AutoResearch: AI Self-Optimizes Code via Experiments
AutoResearch lets AI iteratively improve algorithms without human coding by running experiments in a constrained loop, boosting a chess engine from 750 to 2600 ELO and fixing restaurant inventory failures.
AutoResearch Mechanism: Constrained Experimentation Loop
AutoResearch structures AI optimization around three files: a program file defining the goal algorithm, a prepare.py file for evaluation metrics, and strict rules forbidding changes outside the target code. The AI runs incremental experiments, keeping only variants that improve eval scores and discarding failures. This creates a self-improving loop without human intervention during iterations, unlike vibe coding which builds features sequentially with manual checks. For instance, constrain the AI to modify only scoring logic using predefined tools, ensuring focused progress.
To succeed, define precise evals upfront—vague goals like 'make this better' fail to scale. Provide fast feedback loops via simulations; without them, iteration stalls.
Key Examples: Restaurant Inventory and Chess Engine
In a 30-day restaurant simulation, the initial algorithm fails over 50% of orders by reordering one ingredient at a time when stock hits zero, plus 3-5 day lead times causing delays. AutoResearch optimizes it to order aggressively on day one, group quantities, and preemptively fill inventory above depletion points, sustaining stock through sales fluctuations.

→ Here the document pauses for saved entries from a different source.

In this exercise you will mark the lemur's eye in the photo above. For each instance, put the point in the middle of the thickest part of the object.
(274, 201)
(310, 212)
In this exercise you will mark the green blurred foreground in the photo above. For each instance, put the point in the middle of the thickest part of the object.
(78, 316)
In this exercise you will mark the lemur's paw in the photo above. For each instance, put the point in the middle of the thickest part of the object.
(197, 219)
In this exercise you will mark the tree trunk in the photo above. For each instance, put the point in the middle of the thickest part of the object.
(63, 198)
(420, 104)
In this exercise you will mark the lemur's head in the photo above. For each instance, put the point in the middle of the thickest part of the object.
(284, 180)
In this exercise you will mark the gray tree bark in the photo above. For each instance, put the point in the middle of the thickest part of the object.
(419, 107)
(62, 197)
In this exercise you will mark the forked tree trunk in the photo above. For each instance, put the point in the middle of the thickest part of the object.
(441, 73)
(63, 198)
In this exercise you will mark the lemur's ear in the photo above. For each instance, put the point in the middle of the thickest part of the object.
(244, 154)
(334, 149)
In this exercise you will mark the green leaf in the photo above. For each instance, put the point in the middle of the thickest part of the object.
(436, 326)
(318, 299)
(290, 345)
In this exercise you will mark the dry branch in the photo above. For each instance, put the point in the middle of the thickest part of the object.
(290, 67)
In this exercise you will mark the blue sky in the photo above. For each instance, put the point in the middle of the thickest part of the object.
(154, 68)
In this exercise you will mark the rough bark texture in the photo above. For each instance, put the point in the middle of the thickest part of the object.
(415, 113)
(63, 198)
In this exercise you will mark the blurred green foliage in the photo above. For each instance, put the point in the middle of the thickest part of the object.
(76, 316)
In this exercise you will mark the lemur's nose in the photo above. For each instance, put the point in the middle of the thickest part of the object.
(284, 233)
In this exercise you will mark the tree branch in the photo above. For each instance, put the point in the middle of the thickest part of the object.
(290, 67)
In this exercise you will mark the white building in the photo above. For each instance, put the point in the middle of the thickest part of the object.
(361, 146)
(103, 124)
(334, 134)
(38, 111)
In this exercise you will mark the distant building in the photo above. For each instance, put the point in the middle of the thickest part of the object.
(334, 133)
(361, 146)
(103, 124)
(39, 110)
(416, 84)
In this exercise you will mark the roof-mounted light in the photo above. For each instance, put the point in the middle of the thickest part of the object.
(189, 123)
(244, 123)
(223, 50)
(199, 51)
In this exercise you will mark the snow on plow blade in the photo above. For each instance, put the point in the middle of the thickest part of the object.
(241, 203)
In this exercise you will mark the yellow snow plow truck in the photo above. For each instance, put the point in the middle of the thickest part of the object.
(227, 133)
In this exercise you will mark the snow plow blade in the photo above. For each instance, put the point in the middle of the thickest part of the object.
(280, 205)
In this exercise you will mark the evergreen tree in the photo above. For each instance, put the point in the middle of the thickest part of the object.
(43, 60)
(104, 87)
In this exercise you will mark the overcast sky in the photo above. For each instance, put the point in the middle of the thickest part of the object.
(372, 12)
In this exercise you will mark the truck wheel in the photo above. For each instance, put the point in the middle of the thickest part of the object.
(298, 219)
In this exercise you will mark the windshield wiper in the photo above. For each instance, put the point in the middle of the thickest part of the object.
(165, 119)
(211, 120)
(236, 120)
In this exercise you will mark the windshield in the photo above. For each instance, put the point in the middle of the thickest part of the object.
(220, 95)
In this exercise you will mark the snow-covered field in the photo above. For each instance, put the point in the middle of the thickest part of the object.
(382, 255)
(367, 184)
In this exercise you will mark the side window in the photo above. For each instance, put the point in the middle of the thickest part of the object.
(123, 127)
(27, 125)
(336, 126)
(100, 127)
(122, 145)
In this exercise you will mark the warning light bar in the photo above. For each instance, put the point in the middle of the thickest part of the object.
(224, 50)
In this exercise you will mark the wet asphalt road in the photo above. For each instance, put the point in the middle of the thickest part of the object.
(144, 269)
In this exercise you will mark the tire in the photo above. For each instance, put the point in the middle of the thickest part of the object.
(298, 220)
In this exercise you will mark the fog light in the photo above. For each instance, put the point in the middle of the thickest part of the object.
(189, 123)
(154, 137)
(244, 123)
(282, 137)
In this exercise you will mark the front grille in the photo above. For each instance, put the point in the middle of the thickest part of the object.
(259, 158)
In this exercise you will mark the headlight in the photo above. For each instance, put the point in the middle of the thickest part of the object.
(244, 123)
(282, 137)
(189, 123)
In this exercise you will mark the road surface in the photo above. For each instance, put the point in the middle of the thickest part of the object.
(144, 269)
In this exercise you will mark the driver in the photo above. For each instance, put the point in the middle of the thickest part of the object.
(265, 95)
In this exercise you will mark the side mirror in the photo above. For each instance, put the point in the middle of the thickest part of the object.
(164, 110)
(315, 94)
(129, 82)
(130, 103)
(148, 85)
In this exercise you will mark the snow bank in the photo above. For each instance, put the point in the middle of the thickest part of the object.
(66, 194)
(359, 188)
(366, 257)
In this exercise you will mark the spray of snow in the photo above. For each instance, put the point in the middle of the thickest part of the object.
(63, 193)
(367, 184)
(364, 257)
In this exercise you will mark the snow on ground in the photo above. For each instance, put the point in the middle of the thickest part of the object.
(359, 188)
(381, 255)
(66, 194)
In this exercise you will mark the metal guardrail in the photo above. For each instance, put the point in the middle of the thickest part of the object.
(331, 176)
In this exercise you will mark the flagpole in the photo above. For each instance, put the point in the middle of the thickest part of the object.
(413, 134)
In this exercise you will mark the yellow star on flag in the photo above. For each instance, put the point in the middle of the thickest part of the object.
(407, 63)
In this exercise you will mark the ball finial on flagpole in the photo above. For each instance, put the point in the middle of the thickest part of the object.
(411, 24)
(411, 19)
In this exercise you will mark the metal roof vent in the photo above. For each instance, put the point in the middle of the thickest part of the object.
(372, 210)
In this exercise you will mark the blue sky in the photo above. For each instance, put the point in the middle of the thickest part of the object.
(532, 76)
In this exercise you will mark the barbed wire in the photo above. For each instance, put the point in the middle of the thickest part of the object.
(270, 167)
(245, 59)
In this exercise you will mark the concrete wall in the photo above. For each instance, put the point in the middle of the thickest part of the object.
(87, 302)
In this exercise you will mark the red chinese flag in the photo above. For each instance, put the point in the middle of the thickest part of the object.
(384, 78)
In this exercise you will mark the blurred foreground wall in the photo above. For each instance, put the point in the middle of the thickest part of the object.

Refining the eval to maximize working capital (not just stock levels) further improves outcomes: the business accumulates cash by avoiding overstock on slow days, channeling revenue efficiently without depleting funds.

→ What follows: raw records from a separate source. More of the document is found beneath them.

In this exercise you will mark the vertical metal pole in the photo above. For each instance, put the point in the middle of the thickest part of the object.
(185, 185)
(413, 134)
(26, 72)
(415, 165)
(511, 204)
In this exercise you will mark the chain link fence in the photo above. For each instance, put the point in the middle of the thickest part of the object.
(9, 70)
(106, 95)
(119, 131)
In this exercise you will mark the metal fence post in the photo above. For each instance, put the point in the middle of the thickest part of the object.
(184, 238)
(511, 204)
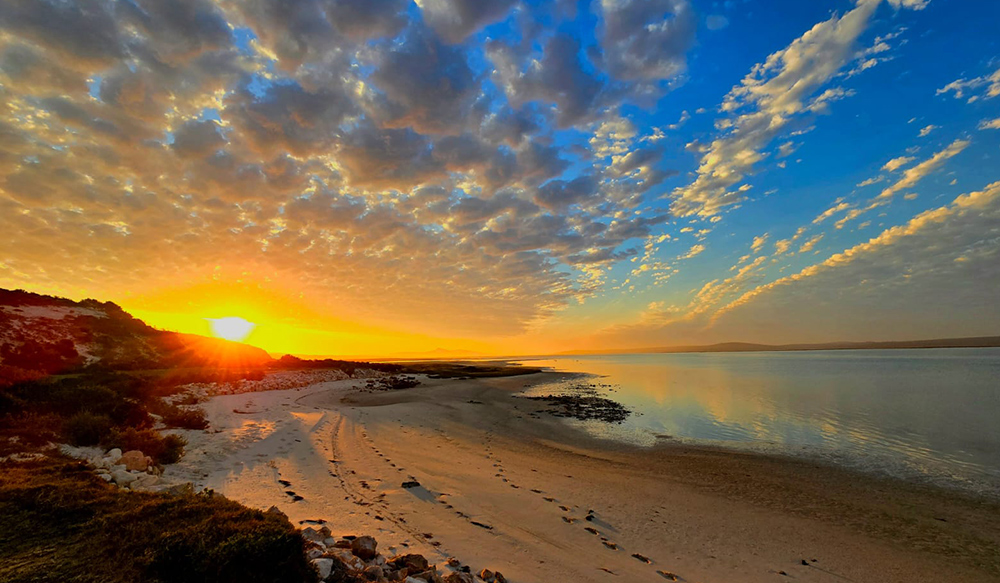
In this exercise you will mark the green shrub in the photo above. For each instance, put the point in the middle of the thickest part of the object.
(163, 449)
(174, 416)
(106, 535)
(86, 428)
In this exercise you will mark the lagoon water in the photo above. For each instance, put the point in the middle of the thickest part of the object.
(930, 414)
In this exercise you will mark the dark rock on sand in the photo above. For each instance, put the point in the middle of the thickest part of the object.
(364, 547)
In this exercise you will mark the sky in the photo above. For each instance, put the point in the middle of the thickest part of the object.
(378, 177)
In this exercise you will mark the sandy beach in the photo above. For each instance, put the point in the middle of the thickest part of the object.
(506, 488)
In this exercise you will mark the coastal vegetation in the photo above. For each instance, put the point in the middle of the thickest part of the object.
(60, 522)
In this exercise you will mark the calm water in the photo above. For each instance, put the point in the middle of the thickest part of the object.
(924, 414)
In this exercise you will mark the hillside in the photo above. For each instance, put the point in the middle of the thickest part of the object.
(42, 335)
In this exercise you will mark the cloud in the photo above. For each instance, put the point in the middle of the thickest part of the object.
(922, 268)
(811, 243)
(918, 172)
(694, 250)
(557, 77)
(787, 85)
(897, 163)
(427, 86)
(990, 124)
(716, 22)
(454, 20)
(646, 39)
(962, 86)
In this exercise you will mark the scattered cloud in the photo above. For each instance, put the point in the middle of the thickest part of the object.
(990, 124)
(961, 87)
(789, 84)
(897, 163)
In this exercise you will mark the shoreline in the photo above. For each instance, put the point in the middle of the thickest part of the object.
(483, 459)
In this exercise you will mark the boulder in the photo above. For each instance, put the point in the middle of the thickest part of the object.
(134, 461)
(324, 566)
(373, 573)
(412, 563)
(184, 489)
(122, 477)
(275, 511)
(312, 535)
(364, 547)
(349, 559)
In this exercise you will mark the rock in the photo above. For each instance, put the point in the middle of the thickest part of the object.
(122, 477)
(324, 566)
(364, 547)
(312, 535)
(134, 461)
(275, 511)
(412, 563)
(373, 573)
(185, 489)
(349, 559)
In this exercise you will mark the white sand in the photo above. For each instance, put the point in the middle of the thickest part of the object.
(488, 462)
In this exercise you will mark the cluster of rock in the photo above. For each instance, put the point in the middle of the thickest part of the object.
(279, 381)
(131, 470)
(350, 558)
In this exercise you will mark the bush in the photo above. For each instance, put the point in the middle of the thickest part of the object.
(184, 418)
(163, 449)
(106, 535)
(86, 428)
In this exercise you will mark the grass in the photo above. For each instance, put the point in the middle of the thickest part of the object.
(59, 522)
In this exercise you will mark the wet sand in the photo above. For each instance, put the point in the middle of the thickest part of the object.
(504, 487)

For chess, start with a 750 ELO engine; after hours of experiments, it reaches 2600 ELO by incrementally refining scoring, flatlining until breakthroughs then compounding gains.
Implications and Limitations for Software Development
This shifts software development from manual coding to problem definition: articulate goals, evals, and constraints clearly for AI to handle iteration. It fits narrow, simulatable domains with quantifiable metrics, revealing a new paradigm for agent-driven optimization.
Trade-offs: Requires human setup for right metrics and structure; poor evals (e.g., overemphasizing stock) tie up capital. Not universal—fails without fast feedback or clear goals, limiting to tasks like algorithm tuning over broad engineering.